A project I'm working on requires a URLClassLoader, which is supposed to load a .jar file from the Internet that is protected by very basic authentication. To access this jar file, one must send a GET request with an Authorization header to a specific URL.
By default, the URLClassLoader
just sends the GET request, and I'm having some trouble getting it to send the headers as well.

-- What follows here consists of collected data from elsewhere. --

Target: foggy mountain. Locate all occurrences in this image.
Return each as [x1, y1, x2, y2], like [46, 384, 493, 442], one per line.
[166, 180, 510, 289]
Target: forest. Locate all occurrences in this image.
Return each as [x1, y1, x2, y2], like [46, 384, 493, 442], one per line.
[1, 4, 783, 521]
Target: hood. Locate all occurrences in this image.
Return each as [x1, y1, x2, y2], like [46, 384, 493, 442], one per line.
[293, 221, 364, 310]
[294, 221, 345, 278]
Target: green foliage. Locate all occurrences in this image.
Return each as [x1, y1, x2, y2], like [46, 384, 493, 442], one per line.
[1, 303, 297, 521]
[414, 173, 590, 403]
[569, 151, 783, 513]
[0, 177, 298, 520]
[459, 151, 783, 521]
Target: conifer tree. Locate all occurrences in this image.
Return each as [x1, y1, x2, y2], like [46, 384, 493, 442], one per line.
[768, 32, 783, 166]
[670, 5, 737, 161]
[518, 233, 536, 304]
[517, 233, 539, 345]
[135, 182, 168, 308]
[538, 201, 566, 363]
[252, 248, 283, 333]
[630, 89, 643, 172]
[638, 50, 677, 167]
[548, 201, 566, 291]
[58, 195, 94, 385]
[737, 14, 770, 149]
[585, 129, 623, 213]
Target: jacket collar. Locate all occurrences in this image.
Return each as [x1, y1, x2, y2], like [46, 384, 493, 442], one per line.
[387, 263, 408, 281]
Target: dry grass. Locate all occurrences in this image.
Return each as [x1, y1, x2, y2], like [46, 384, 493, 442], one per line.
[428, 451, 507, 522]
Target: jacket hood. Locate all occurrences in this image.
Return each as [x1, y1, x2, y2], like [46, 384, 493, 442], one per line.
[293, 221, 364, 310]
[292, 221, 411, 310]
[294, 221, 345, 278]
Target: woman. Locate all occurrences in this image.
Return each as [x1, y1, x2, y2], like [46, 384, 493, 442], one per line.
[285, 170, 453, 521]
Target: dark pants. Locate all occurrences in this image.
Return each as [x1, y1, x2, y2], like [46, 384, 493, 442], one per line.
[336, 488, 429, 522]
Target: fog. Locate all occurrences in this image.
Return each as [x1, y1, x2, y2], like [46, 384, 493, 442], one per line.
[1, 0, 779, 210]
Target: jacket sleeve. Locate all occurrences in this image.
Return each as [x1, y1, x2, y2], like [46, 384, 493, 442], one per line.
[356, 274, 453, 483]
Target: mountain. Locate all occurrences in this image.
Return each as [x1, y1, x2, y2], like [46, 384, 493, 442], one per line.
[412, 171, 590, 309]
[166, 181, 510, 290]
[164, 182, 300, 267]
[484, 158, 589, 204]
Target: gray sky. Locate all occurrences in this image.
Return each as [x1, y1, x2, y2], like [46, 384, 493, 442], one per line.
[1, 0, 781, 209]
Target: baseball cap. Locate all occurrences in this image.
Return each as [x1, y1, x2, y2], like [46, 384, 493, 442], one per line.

On another StackOverflow Thread I found that I am supposed to pass a custom URLStreamHandler
in the URLClassLoader's
constructor, which is what I tried doing:
I extended URLClassLoader
in a custom class, calling this constructor super(new URL[]{url}, parent, protocol -> new LicensedURLStreamHandler(token));
, where LicensedURLStreamHandler is
import java.io.IOException;
import java.net.*;
public class LicensedURLStreamHandler extends URLStreamHandler {
private final String token;
public LicensedURLStreamHandler(String token) {
this.token = token;
}
@Override
protected URLConnection openConnection(URL u) throws IOException {
URL url = new URL(u.toString());
JarURLConnection con = (JarURLConnection) url.openConnection();
con.setRequestProperty("Authorization", token);
con.setRequestProperty("Accept", "application/octet-stream");
return con;
}
}
However, on the server side, both headers appear not to have been included, because the only ones that are present are Accept:[text/html, image/gif, image/jpeg, *; q=.2, */*; q=.2] Connection:[keep-alive] User-Agent:[Java/1.8.0_362]
In essence, the server receives the request without the headers I added in the LicensedURLStreamHandler
. I don't really know how to fix this, and the already scarce documentation on the subject hasn't helped me.